Currently if mce_end() fails no_way_out is set equal to worst.
worst is the worst severirty that was found in the MCA banks
associated to the current CPU; however at this point no_way_out
could be already set by mca_start() by looking at all severities
of all CPUs that entered the MCE handler.
if mce_end() fails we first check if no_way_out is already set and
if so we stick to it, otherwise we use the local worst value
Signed-off-by: Gabriele Paoloni <[email protected]>
Reviewed-by: Tony Luck <[email protected]>
---
arch/x86/kernel/cpu/mce/core.c | 2 +-
1 file changed, 1 insertion(+), 1 deletion(-)
diff --git a/arch/x86/kernel/cpu/mce/core.c b/arch/x86/kernel/cpu/mce/core.c
index 4102b866e7c0..b990892c6766 100644
--- a/arch/x86/kernel/cpu/mce/core.c
+++ b/arch/x86/kernel/cpu/mce/core.c
@@ -1385,7 +1385,7 @@ noinstr void do_machine_check(struct pt_regs *regs)
*/
if (!lmce) {
if (mce_end(order) < 0)
- no_way_out = worst >= MCE_PANIC_SEVERITY;
+ no_way_out = no_way_out ? no_way_out : worst >= MCE_PANIC_SEVERITY;
} else {
/*
* If there was a fatal machine check we should have
--
2.20.1
---------------------------------------------------------------------
INTEL CORPORATION ITALIA S.p.A. con unico socio
Sede: Milanofiori Palazzo E 4
CAP 20094 Assago (MI)
Capitale Sociale Euro 104.000,00 interamente versato
Partita I.V.A. e Codice Fiscale 04236760155
Repertorio Economico Amministrativo n. 997124
Registro delle Imprese di Milano nr. 183983/5281/33
Soggetta ad attivita' di direzione e coordinamento di
INTEL CORPORATION, USA
This e-mail and any attachments may contain confidential material for
the sole use of the intended recipient(s). Any review or distribution
by others is strictly prohibited. If you are not the intended
recipient, please contact the sender and delete all copies.
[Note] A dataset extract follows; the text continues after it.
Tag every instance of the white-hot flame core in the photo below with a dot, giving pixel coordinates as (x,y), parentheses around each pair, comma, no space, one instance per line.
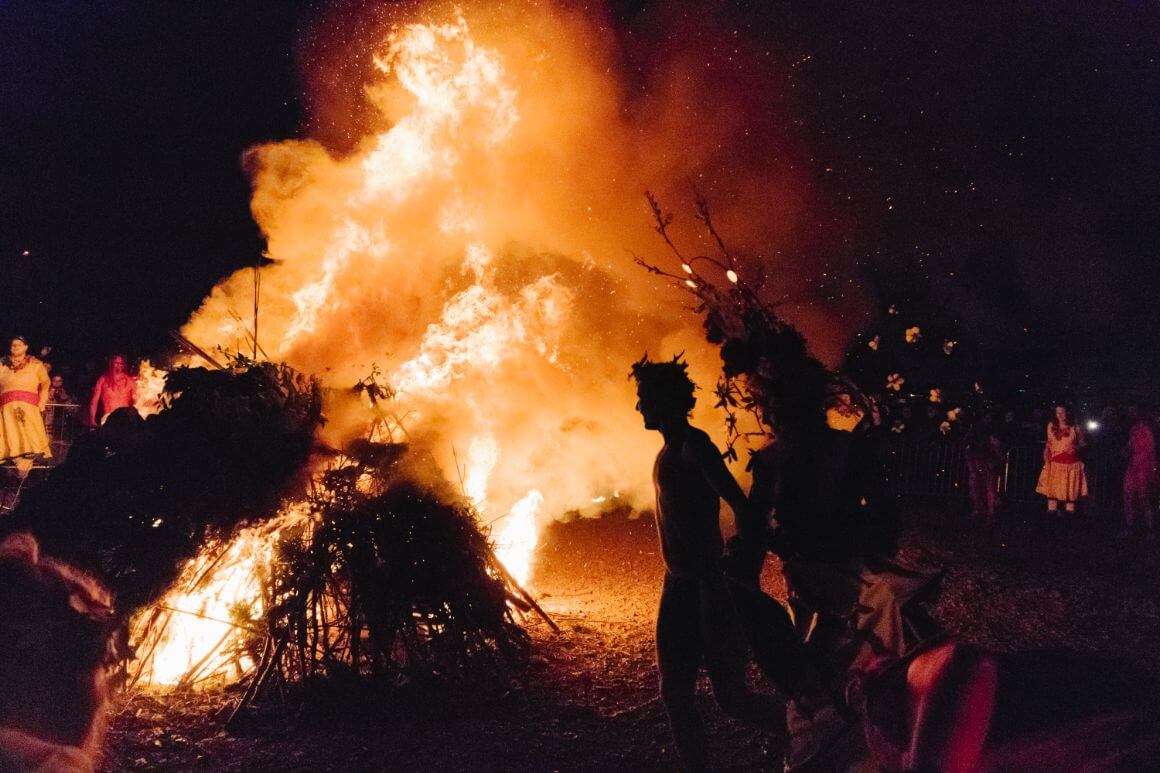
(201,635)
(473,246)
(150,388)
(519,536)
On Wed, Nov 18, 2020 at 03:15:49PM +0000, Gabriele Paoloni wrote:
> Currently if mce_end() fails no_way_out is set equal to worst.
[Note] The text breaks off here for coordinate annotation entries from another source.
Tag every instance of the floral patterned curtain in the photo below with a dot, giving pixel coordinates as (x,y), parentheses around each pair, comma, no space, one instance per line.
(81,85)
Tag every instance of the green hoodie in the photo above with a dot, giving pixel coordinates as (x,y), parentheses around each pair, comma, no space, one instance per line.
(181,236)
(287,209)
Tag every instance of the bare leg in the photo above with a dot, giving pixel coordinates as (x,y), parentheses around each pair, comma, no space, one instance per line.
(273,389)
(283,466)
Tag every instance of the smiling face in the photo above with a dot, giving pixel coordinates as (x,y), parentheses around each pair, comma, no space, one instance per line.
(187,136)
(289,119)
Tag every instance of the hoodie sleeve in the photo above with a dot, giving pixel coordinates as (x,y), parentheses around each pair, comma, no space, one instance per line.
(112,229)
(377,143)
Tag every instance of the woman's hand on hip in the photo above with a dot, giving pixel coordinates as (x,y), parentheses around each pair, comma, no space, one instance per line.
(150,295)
> worst is the worst severirty that was found in the MCA banks
^^^^^^^^^
Please introduce a spellchecker into your patch creation workflow.
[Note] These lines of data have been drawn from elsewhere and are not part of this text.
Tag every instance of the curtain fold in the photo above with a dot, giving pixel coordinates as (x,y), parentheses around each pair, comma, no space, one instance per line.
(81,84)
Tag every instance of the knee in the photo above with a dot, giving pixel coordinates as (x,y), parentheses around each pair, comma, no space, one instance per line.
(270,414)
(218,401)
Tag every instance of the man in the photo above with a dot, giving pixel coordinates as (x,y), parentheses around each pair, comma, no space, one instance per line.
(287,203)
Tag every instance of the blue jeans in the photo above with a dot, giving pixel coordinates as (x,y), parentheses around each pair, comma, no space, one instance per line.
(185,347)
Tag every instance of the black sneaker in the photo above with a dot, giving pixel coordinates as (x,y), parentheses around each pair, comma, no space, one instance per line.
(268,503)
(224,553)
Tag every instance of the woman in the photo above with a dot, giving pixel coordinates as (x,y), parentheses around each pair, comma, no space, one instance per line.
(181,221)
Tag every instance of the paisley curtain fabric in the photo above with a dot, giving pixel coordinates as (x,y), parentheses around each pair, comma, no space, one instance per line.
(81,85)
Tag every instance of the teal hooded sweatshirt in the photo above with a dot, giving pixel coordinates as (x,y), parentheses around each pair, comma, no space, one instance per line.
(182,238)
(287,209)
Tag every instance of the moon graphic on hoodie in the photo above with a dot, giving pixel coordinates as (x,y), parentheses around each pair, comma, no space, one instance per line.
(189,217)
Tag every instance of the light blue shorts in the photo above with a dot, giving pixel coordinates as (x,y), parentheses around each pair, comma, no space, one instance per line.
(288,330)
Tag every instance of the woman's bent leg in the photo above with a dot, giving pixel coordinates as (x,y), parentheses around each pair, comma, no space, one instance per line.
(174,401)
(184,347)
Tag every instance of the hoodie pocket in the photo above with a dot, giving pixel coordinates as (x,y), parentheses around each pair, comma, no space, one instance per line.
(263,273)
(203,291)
> associated to the current CPU; however at this point no_way_out
^
with
> could be already set by mca_start() by looking at all severities
I think you mean "could have been already set" here
> of all CPUs that entered the MCE handler.
> if mce_end() fails we first check if no_way_out is already set and
Please use passive voice in your commit message: no "we" or "I", etc.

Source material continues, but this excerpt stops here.